Tout ceci s'accompagne de beaucoup d'hypothèses et de conditionnel, j'en conviens. Les pièces du puzzle tombent en place avec les déclarations de plus en plus précises de Rudy Giuliani et de Sidney Powell devant les journalistes, qui visent à préparer le grand public américain à ce qui a déjà commencé.

Et qu'est-ce qui a commencé? La récolte des preuves. En Europe, notamment, via la collecte des logs (journaux informatiques) des communications entre le logiciel Dominion installé sur les machines de vote et les serveurs qui donnaient les ordres à distance. Le Représentant texan Louie Gohmert donna une interview (soigneusement sauvegardée) au Gateway Pundit expliquant que les forces américaines avaient entamé des perquisitions en Europe.

Comprenons de quoi il s'agit: le gouvernement américain demanda au gouvernement allemand le droit d'effectuer une perquisition sur le territoire allemand, en toute légalité. L'autorisation fut d'autant plus facilement accordée que, selon des informations Wikileaks remontant à 2017, les installations en question à Francfort, auraient été gérées par la CIA. Rappelons-nous le scandale qui eut lieu en 2013 lorsque nous apprîmes (et Mme Merkel aussi) que le téléphone portable de la Chancelière était sur écoute par les services secrets américains. Quelque chose me dit que la signature fut accordée avec empressement.

Lisons ce que le média allemand Deusche Welle expliquait sur les révélations de Wikileaks à l'époque:

Wikileaks vient de publier une cache de documents de la CIA ce mardi, documents qui révèlent les détails de son arsenal de piratage secret, affirment-ils.

L'annonce concerne 8'761 documents qui présentent les détails de "logiciels malveillants, virus, chevaux de Troie, de vulnérabilités 0-day, de systèmes de contrôle à distance de logiciels malveillants et la documentation associée."
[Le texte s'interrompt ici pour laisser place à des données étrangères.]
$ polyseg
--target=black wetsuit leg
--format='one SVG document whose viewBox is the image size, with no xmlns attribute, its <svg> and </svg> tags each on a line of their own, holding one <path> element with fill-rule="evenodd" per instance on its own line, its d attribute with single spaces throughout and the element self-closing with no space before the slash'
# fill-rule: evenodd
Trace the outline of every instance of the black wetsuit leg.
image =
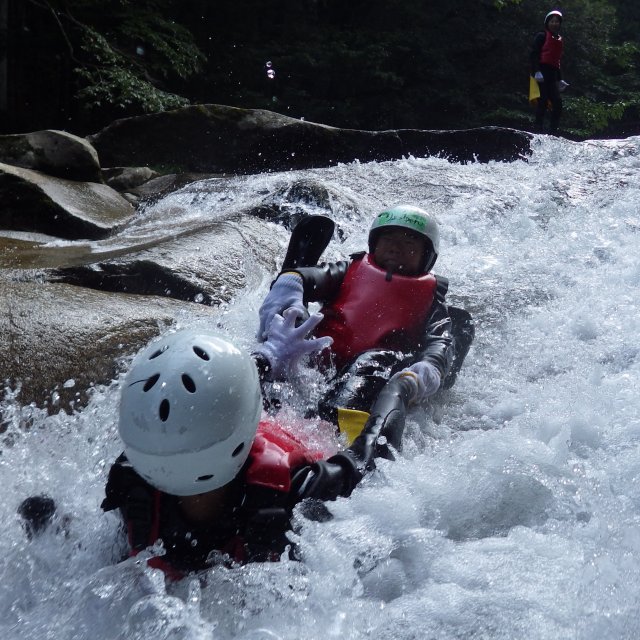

La fuite révèle qu'une unité Top-secrète de la CIA basée dans la ville allemande de Francfort a prétendument été la source de nombreuses attaques informatiques en Europe, en Chine et au Moyen-Orient.

Le quotidien allemand Süddeutsche Zeitung a rapporté que le bâtiment était connu pour être la base d'un vaste réseau de personnel du renseignement, incluant des agents de la CIA, des espions de la NSA, du personnel des services secrets militaires, des employés du Département de la Sécurité Intérieure et des services secrets civils. Le journal affirma que les Américains avaient établi un vaste réseau d'avant-postes et de sociétés-écrans à Francfort.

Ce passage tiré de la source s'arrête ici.